Attempt to Rein In FPL and Progress Energy’s Ghost Construction Fees Evaporates
FlaglerLive | May 2, 2013
Enthusiasm may have dimmed for a bill to rein in the construction fees that power companies may charge customers for nuclear power plants well before those plants are built (if they are ever built), but not enough to shut down the effort.
In 2006, under pressure from the utility industry, the Legislature passed a bill–and then-Gov. Charlie Crist signed it–enabling power companies to charge customers for expected construction costs of nuclear power plants, or upgrades. Progress Energy and Florida Power and Light (FPL) have both added such itemized charges on customers’ bills every year. FPL services most of Flagler County. Both companies are planning upgrades and construction of nuclear power plants. But the charges for nuclear-power construction have been controversial.
In 2013, FPL and Progress Energy are collecting nearly $300 million from customers through such fees.
Sen. John Legg, R-Lutz, said he would have preferred the measure (SB 1472) now returning to the Senate to have retained the possibility customers could get a refund when future plant plans are scuttled. However, the review benchmarks now in place may be enough to advance the bill, he said.
“This late in the session, seeing the situation over in the House, there are a lot of good provisions, like the various trigger mechanisms to review it,” said Legg, who has carried the bill for the Tampa Bay-area senators backing the measure.
“Sometimes a half a loaf is better than no loaf at all,” he added. “While I’d like to see that refund mechanism stay in there, it may be too late to send something back.”
The House, in the midst of a delaying tactic by Democrats pushing for a health-care bill, voted 104-12 to approve their amended version of the Senate bill on Wednesday.
Democrats in the House, meanwhile, denied that their tactics would prevent any bill from being heard, saying they’d work late into the night, if necessary, to hear more bills.
The changes in the nuclear cost bill establish a series of benchmarks for a utility seeking to build a nuclear power plant to follow in order to impose pre-construction fees. But the amendment also removed a provision that would have required the companies to refund money if they halted their plans.
A group of Tampa Bay-area legislators initially proposed the legislation to target the 2006 law that has allowed power companies to impose fees for plants they intend to build as projects advance through the state and federal regulatory process.
Rep.
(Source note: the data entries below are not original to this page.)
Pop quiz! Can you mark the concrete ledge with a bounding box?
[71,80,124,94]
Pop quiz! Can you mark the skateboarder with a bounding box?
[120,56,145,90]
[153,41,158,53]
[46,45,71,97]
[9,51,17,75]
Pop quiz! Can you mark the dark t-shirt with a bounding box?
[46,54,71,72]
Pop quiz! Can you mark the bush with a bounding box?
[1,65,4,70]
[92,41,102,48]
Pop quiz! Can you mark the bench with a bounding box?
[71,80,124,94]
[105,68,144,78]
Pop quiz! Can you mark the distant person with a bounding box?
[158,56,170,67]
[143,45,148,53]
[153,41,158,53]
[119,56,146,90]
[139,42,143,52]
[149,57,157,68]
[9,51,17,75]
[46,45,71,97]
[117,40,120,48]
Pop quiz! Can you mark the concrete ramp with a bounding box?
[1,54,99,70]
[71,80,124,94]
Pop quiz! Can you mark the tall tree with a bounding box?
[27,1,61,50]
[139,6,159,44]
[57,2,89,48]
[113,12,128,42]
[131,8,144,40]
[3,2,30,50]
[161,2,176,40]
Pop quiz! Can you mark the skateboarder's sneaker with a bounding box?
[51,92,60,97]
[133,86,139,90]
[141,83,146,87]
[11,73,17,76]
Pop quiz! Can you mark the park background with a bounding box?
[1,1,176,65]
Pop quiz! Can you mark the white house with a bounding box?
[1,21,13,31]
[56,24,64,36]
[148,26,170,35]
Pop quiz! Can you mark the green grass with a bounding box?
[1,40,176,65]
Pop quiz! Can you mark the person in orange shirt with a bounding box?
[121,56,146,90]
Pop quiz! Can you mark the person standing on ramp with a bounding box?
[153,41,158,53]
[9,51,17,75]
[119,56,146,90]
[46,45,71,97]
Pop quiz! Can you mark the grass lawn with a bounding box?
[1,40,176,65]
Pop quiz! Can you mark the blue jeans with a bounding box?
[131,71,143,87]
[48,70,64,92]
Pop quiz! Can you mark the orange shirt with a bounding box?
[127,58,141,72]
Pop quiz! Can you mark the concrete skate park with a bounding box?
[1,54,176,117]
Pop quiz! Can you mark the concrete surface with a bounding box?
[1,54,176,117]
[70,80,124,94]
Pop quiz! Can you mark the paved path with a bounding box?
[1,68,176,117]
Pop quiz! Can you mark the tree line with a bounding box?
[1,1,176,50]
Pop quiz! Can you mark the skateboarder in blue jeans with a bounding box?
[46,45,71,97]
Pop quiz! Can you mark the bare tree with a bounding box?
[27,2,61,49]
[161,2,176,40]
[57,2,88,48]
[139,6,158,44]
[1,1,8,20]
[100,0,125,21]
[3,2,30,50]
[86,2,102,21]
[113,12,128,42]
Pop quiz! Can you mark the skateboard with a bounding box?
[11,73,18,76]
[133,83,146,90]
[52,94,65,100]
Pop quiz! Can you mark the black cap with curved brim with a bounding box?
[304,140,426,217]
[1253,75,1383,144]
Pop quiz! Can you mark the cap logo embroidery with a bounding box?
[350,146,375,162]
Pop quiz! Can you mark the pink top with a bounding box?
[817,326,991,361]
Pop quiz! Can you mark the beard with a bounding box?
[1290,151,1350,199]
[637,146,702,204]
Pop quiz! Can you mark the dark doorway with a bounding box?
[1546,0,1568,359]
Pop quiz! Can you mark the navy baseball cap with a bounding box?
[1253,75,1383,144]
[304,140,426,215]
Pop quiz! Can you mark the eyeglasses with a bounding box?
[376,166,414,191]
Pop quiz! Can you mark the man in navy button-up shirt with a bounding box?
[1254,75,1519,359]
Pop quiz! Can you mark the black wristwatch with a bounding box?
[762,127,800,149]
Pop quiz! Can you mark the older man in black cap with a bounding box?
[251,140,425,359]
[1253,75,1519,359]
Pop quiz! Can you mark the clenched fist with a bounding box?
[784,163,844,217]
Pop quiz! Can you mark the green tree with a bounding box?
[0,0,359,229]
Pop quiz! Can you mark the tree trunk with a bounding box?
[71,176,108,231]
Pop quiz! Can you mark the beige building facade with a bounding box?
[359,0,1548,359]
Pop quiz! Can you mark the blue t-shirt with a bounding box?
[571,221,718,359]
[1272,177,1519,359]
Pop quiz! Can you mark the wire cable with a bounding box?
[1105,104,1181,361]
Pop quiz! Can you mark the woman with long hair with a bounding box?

Mike Fasano, R-New Port Richey, argued the change won’t help rate payers. “What it does is it protect the (power) companies of this state,” he declared.
Energy companies continue to oppose the proposals even with the House change.
Progress Energy Florida is proceeding with plans to build new reactors in Levy County. Florida Power & Light has proposed a project in Miami-Dade County and has noted the 2006 law has helped it complete upgrades to existing nuclear plants that will provide long-term savings for customers. In both cases, original cost projections have continuously been revised significantly upward.
Rep. Jose Felix Diaz, R-Miami, who sponsored the House proposal, said the review process now “has teeth.”
“It makes the energy companies prove that their product is still feasible and reasonable when it comes to cost,” Diaz said.
The process requires the companies to clear set benchmarks over 20 years to impose and maintain the fee. Companies would have to petition the Public Service Commission to impose the fee after a determination of need for a new nuclear power plant is granted. The fee could only cover the cost of obtaining a license while awaiting the license from the Nuclear Regulatory Commission.
Once a license is approved, the company would have to again request the PSC to increase the fees to cover the additional work needed to maintain the license. The PSC, which has looked very favorably on nuclear power and has generally acceded to utility companies’ fee requests (with some decreases), would also have to annually approve materials and equipment purchases that exceed 1 percent of the total project cost. A decade after the license is granted, the PSC would have to determine if the utility remains intent on building the plant.
The pre-construction costs would be halted if the PSC determines the plant isn’t advancing. But there would be no refund to customers. A similar review would come at the 20 year mark.